Haj subsidy: State should not foot the bill for a pilgrim’s progress
A secular state should not provide subsidies for pilgrimages to any community and no exceptions should be madeeditorials Updated: Jan 15, 2017 21:21 IST
This is an exercise that is undertaken with regularity and to little end. So this year once again, the Union ministry for minority affairs has set up a committee of experts to look into the efficacy and viability of the haj subsidy given to pilgrims in the form of discounted fares on Air India among other things. While quick to state that this did not mean that the subsidy would be scrapped, it plans to assess the subject. This is an issue which has long been debated.
In 2012, the Supreme Court had directed the government to do away with the subsidy.
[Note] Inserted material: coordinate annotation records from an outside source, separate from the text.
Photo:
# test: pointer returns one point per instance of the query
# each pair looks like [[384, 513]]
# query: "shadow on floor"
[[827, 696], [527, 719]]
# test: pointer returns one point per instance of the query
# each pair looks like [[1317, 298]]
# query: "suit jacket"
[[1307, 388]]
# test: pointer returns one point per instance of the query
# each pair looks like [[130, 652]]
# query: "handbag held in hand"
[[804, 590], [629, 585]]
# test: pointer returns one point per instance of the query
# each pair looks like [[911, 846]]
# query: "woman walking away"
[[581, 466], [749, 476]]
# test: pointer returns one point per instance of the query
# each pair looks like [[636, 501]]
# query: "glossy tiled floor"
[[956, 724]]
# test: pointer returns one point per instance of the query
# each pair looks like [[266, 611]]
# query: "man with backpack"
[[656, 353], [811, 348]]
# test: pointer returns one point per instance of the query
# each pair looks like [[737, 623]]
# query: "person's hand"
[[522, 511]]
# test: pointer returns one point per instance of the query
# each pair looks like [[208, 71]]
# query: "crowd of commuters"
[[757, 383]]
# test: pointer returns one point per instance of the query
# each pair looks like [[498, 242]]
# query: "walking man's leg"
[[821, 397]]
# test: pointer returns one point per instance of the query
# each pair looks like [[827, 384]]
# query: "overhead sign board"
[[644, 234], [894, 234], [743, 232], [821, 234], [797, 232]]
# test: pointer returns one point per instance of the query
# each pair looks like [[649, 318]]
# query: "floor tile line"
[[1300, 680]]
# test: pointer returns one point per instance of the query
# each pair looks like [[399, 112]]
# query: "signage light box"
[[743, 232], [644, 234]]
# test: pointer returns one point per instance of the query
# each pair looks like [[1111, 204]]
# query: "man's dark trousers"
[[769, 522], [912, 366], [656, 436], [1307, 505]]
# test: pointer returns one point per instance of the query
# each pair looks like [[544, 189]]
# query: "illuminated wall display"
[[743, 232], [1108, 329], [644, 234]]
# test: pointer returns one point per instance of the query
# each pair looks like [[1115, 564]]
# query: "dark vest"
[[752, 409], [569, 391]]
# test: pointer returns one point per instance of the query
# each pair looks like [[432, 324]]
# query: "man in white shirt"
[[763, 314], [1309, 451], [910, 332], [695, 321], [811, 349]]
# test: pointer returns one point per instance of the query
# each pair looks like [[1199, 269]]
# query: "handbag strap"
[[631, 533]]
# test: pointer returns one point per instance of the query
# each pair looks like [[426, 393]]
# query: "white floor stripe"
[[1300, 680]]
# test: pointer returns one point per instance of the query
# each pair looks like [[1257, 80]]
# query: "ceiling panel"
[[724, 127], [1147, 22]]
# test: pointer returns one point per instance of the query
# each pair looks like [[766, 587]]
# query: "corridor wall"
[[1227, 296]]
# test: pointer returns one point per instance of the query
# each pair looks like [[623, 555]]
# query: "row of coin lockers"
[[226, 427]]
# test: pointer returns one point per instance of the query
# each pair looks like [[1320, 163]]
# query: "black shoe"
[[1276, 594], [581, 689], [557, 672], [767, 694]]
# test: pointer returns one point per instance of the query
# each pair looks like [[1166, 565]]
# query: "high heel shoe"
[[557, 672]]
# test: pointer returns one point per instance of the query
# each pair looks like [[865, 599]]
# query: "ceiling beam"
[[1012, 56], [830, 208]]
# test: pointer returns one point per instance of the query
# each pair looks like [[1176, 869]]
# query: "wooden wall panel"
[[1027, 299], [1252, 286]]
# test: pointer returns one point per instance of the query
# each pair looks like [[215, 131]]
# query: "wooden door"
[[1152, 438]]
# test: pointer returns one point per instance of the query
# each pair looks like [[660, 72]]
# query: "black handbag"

This latest assessment may have been prompted by Saudi Arabia raising its haj quota for India from 34,5000 to 170,000 pilgrims. This means an increase in the subsidy which currently is Rs 533 crore. The court is absolutely right. A secular state should not provide subsidies for pilgrimages to any community and no exceptions should be made. There is no doubt that the minorities need a helping hand when it comes to education and healthcare and the money set aside for haj subsidies could well be used for this.
Leaders like Asaduddin Owaisi of the All India Majlis-e-Ittehadul Muslimeen have opposed the subsidy. First of all, a pilgrimage is something that an individual should finance himself, the Quran itself says that only those who can afford it should go on haj. It is not the State’s business to cater to the spiritual well-being or otherwise of citizens. By that logic, other faiths can also ask for subsidies to visit places of worship. This subsidy has laid successive governments open to the charge of minority appeasement.
The Sachar committee highlighted the deprivation that Muslims suffer in terms of education and other social development indicators. This is where subsidies if at all should go. This will help create a level playing field for them, though that is some way off. All major religions are run by powerful and rich trusts and governing bodies. If needed, they could provide the necessary subsidies to their flock to go on pilgrimages. The State need not get into this at all. There have been demands which amount to competitive appeasement in the form of subsidies for pilgrimages for other faiths. This should be resisted at all cost.
It might not be feasible to end the subsidy abruptly but there has in recent years been a downward trend in the amount of subsidy. Rather than increase it to meet the enhanced quota, the Centre should keep incrementally scaling it down. If this is the outcome of the committee’s deliberations, that would be both progressive and productive.